HMS Scourge 
            was built by Hawthorn Leslie and launched 11th February 1910. She 
            was eventually sold for breaking up at Briton Ferry 9th May 1921. 
            She was a Beagle Class destroyer and served at Gallipoli being used 
            to transfer Regiments ashore at Anzac Cove and Suvla Bay. She also 
            took part in the rescue of survivors from the hospital ship HMHS Britannic.
         
        The 
          8th LHR were shipped across from Lemnos to Gallipoli aboard the "Foxhound 
          & Scourge". The 9th LHR aboard "Scourge & Scorpion", 
          and the 3rd LHFA aboard "Wolverine", Friday 21st May 1915 
          and trans-shipped these men to lighters and barges about a mile off 
          shore from Anzac Cove. On 
          15th August 1915 the 4th Battalion Northampton Regiment transferred 
          to HMS Foxhound and HMS Scourge and landed by barges and lighters under 
          sporadic shell fire at Suvla Bay, Gallipoli.

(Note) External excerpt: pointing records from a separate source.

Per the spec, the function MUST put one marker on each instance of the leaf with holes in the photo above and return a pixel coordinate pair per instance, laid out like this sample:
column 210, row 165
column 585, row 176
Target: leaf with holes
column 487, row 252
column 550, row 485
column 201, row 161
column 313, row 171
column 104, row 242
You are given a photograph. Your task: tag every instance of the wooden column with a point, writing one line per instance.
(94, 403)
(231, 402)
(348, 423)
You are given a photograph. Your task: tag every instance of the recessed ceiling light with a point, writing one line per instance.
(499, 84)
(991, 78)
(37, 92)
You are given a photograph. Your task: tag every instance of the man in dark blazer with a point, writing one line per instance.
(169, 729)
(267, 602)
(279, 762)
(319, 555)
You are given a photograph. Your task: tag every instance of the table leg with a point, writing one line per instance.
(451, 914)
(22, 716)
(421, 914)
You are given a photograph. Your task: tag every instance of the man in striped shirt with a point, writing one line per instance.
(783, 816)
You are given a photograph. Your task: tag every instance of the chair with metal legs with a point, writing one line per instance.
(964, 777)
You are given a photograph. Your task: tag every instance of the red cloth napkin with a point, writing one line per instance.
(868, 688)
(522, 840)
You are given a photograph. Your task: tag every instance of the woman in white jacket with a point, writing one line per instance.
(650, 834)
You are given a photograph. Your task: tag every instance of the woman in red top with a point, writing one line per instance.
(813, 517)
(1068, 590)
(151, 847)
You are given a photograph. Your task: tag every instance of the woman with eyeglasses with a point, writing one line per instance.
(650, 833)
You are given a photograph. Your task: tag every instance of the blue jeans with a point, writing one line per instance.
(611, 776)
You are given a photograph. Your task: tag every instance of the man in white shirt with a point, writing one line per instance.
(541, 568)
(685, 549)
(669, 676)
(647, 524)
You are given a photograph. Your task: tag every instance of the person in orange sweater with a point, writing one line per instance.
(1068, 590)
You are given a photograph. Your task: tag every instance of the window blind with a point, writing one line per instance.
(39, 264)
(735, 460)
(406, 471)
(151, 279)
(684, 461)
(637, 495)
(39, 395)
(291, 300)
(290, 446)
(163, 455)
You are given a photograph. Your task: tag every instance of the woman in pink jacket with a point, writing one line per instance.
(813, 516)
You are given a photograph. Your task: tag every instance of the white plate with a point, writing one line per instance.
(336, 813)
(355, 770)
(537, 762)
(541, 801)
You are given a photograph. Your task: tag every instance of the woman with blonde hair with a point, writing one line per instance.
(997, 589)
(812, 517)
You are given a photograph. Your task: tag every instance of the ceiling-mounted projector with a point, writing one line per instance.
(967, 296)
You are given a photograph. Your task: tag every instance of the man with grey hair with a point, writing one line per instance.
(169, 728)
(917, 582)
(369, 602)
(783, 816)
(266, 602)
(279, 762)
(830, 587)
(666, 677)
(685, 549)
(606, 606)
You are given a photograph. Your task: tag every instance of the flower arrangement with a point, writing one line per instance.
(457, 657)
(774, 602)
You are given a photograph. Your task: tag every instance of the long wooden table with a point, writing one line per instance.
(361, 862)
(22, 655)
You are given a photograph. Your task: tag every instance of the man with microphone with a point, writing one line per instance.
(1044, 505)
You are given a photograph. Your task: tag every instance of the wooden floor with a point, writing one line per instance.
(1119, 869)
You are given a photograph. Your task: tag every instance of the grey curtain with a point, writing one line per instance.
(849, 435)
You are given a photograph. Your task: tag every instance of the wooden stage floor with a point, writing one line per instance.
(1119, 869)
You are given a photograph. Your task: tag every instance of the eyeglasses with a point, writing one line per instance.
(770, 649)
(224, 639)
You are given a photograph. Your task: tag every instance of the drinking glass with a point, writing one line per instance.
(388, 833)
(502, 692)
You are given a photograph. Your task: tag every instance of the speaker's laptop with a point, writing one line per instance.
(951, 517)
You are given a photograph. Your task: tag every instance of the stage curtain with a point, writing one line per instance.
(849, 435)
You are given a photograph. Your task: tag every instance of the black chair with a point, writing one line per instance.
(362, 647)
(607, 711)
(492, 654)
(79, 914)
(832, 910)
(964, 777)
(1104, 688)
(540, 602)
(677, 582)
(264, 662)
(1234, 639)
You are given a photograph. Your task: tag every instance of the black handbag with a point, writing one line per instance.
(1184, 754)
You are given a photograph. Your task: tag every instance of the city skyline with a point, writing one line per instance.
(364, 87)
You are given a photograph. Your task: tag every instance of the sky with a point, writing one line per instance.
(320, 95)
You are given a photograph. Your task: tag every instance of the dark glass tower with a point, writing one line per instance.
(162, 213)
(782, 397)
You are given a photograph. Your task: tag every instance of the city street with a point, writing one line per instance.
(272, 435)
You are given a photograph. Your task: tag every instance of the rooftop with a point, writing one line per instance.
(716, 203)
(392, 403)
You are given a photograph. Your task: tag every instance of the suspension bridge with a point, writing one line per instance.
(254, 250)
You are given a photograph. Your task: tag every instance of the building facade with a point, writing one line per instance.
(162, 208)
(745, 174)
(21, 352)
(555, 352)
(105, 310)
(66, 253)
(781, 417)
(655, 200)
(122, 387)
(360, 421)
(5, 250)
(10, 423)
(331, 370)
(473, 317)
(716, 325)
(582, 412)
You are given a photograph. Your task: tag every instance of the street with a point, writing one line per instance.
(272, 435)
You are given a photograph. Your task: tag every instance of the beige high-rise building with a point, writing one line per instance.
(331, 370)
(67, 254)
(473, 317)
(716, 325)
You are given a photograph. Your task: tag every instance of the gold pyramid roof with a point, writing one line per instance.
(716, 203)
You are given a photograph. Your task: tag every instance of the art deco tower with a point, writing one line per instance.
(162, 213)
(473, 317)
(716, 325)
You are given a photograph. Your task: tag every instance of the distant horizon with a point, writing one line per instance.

The Battalion was allowed 
          to bathe in the sea before being called up into Reserve to 162nd Brigade 
          who were already in battle. Captain H L Wright was wounded by a bullet, 
          and 2 other ranks were also wounded. HMHS 
          Britannic (1914), the third and largest Olympic-class ocean liner of 
          the White Star Line, sister ship of RMS Olympic and RMS Titanic, sank 
          in 1916 after hitting a mine with the loss of 30 lives. At 10:00 HMS 
          Scourge sighted the first lifeboats and ten minutes later stopped and 
          picked up 339 survivors.
         
          The Beagle 
            class (officially redesignated as the G class in 1913) was a class 
            of sixteen destroyers of the Royal Navy, all ordered under the 1908-1909 
            Programme and launched in 1909 and 1910. The Beagles served during 
            World War I, particularly during the Dardanelles Campaign of 1915.